J'avais sur moi un petit papier de soie, avec dessus des lignes dont j'ignorais le contenu, je devais le remettre à des gens du Douhet. Ce message était dans la doublure de ma veste.
Deux hommes sont descendus, l'un se mettant derrière moi et l'autre me questionnait en français.
Police: " Que faites-vous là...! Vous n'avez pas le droit "
Moi: " Si. Je regrette car je suis de service à la SNCF "
Police: " Ah! Bon. Vous travaillez à la SNCF. Vous êtes toute seule, êtes-vous mariée ? "
Moi: " Oui "
Police: " Votre mari il est où ? "
Moi: " Il est prisonnier de guerre depuis le 10 mai 1940 "
... Le ton a alors changé....
Police: " Où travaillez-vous à la SNCF...? "
Moi: " Aux grands-bureaux là-haut "
Police: " Oui nous connaissons. Vous faites quoi ? "
Moi: " Je travaille au dessin "
..... J'avais envie de rire, car le garçon de café, qui résidait rue Victor Hugo, mettant ses chaises à sa terrasse, était resté planté... sidéré.

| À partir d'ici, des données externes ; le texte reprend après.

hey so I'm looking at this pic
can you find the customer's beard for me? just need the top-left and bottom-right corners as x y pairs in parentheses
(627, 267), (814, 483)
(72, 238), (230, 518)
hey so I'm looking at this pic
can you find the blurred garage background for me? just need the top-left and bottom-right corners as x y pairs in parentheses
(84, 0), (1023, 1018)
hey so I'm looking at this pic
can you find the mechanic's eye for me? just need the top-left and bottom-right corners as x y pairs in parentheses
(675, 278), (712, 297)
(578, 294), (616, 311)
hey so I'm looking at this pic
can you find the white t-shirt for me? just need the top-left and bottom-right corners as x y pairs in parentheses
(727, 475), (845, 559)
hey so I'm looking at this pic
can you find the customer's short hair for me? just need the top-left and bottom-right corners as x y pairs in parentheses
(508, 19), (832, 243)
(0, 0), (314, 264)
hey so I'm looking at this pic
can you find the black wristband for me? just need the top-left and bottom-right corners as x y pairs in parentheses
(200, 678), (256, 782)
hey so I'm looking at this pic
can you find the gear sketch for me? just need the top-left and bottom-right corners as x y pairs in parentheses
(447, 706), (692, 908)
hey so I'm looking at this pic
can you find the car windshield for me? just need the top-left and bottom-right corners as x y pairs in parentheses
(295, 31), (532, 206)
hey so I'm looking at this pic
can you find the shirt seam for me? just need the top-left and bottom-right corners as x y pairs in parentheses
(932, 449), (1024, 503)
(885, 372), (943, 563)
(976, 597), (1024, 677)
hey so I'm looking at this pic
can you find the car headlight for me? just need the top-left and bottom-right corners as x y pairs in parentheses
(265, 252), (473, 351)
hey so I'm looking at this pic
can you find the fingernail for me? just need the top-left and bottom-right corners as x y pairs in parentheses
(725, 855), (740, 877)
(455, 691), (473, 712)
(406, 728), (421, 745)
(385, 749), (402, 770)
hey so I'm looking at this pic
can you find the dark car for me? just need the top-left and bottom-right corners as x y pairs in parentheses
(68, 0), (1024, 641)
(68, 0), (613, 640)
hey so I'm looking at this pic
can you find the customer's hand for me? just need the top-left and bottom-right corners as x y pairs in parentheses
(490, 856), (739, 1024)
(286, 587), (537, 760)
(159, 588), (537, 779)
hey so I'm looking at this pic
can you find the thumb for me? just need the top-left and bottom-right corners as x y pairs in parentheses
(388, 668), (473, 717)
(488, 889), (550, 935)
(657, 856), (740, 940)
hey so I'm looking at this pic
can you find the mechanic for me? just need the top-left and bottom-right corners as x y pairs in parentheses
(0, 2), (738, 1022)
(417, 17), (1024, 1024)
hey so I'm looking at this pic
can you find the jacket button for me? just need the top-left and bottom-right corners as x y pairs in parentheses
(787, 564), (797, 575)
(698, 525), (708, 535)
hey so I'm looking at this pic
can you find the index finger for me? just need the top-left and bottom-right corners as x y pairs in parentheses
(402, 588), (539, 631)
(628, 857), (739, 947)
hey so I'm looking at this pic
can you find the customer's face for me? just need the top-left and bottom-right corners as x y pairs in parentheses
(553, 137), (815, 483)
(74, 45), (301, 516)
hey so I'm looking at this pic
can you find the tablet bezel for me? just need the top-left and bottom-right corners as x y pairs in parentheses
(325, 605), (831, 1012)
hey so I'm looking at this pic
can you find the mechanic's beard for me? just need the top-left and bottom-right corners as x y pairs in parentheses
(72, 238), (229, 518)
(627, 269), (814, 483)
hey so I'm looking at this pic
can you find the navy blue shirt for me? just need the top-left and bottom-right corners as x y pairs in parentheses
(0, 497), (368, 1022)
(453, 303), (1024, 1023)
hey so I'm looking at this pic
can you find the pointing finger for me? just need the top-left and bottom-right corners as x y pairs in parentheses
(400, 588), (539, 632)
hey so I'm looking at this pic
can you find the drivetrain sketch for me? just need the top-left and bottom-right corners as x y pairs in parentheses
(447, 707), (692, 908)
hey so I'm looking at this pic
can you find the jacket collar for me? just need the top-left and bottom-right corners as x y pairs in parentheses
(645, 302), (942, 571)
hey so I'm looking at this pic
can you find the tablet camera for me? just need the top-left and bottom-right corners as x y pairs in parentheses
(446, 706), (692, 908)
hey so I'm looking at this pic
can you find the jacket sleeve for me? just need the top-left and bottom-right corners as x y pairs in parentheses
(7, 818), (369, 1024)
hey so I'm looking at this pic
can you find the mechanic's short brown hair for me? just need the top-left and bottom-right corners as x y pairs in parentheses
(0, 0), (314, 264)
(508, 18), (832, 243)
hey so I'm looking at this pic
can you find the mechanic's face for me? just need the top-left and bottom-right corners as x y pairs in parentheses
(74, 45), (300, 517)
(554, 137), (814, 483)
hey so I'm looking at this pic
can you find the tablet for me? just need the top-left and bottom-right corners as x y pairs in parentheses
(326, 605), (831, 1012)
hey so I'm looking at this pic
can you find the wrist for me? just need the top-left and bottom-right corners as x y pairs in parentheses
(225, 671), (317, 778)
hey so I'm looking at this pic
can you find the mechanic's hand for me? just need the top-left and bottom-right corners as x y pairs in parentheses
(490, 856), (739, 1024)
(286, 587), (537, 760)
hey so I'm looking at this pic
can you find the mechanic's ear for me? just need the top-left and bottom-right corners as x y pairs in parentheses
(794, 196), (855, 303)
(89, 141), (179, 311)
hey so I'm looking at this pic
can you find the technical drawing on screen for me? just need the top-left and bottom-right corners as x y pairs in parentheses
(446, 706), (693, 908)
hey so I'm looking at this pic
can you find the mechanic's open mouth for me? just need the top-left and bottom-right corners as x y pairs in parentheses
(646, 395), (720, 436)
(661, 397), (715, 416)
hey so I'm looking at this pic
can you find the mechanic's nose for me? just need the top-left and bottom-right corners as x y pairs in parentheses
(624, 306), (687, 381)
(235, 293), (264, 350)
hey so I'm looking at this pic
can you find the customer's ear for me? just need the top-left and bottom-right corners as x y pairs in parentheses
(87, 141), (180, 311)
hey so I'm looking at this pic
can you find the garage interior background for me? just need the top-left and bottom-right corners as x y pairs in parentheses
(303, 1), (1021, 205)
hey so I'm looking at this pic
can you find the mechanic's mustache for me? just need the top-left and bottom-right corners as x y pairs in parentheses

Plus tard il m'avait avoué avoir eu peur. Puis un homme a remonté dans sa voiture, j'ai eu peur. Les hommes avaient alors parlé en allemand, ils s'étaient regardés et le type qui était derrière moi était remonté à l'arrière. Puis la voiture est repartie à vive allure. je n'ai eu une réaction que par la suite.
Puis j'avais pris mon vélo et m'était alors rendue à mon boulot. Arrivée sur place, je m'étais assise et je n'avais plus de jambes.

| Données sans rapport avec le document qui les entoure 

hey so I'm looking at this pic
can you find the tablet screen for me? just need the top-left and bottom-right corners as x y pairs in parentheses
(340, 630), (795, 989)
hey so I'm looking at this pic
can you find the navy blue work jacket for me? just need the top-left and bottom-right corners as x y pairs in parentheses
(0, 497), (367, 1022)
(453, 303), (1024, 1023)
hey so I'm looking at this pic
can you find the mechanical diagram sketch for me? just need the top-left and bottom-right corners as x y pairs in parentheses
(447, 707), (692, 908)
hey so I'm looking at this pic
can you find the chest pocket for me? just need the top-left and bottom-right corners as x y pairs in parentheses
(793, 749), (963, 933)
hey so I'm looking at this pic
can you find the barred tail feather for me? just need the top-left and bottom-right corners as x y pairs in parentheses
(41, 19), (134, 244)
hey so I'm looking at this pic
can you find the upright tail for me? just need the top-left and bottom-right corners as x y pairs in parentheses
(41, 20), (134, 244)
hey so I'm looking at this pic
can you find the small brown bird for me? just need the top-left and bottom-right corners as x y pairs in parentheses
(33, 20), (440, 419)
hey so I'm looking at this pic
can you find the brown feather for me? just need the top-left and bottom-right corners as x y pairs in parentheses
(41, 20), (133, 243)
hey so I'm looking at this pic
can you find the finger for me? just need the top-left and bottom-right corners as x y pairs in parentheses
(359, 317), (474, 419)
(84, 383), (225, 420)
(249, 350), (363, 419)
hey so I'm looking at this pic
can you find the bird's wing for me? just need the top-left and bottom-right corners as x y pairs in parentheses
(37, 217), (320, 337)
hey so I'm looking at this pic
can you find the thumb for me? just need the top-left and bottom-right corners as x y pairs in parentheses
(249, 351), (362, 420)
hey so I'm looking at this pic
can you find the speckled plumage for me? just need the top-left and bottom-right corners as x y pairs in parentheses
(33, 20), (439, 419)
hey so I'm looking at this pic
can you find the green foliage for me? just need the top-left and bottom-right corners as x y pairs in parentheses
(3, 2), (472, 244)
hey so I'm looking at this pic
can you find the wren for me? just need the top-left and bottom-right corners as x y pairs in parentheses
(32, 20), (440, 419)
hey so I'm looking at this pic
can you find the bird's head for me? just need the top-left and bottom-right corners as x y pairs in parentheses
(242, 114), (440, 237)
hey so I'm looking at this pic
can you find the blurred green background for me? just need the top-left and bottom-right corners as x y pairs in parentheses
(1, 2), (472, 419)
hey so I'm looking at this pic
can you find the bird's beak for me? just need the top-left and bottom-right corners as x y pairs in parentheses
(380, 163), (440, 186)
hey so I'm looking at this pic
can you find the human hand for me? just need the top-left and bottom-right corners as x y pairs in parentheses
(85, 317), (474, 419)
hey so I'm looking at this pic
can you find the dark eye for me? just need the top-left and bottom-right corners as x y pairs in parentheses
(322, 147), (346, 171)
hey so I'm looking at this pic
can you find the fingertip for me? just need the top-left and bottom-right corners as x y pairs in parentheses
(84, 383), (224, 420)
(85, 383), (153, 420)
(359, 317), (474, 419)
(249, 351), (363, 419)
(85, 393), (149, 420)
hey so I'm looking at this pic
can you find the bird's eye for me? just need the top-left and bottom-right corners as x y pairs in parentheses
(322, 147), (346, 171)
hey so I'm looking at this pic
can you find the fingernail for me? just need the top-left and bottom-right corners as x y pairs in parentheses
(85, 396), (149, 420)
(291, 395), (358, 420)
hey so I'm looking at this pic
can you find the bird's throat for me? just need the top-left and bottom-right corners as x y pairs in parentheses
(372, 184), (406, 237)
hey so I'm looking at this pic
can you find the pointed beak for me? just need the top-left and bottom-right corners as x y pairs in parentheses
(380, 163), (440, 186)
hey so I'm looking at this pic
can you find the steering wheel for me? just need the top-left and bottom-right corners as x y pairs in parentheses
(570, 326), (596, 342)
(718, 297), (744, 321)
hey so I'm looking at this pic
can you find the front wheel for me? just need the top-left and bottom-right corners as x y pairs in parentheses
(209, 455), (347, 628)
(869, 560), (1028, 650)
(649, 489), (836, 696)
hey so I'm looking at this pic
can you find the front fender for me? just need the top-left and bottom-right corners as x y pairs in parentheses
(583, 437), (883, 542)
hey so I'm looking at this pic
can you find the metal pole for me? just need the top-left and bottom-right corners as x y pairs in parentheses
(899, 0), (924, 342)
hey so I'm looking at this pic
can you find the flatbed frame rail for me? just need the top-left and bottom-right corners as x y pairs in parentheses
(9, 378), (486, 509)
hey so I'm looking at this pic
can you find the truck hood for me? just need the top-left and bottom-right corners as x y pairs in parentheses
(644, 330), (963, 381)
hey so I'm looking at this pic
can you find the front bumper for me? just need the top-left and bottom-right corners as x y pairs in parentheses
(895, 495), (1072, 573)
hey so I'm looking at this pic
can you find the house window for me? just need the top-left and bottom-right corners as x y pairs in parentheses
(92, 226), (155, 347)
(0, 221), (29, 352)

Plus tard j'ai remis le message à un résistant, M. H...... (!) du Douhet. Cet homme n'était pas originaire de Saintes, il est décédé en 1995.
Note: Certainement des inspecteurs de la Sureté nationale, comme étaient appelés les inspecteurs du commissariat de police à cette époque. Commissariat place du cloître, rue Cuvilliers en 39/45.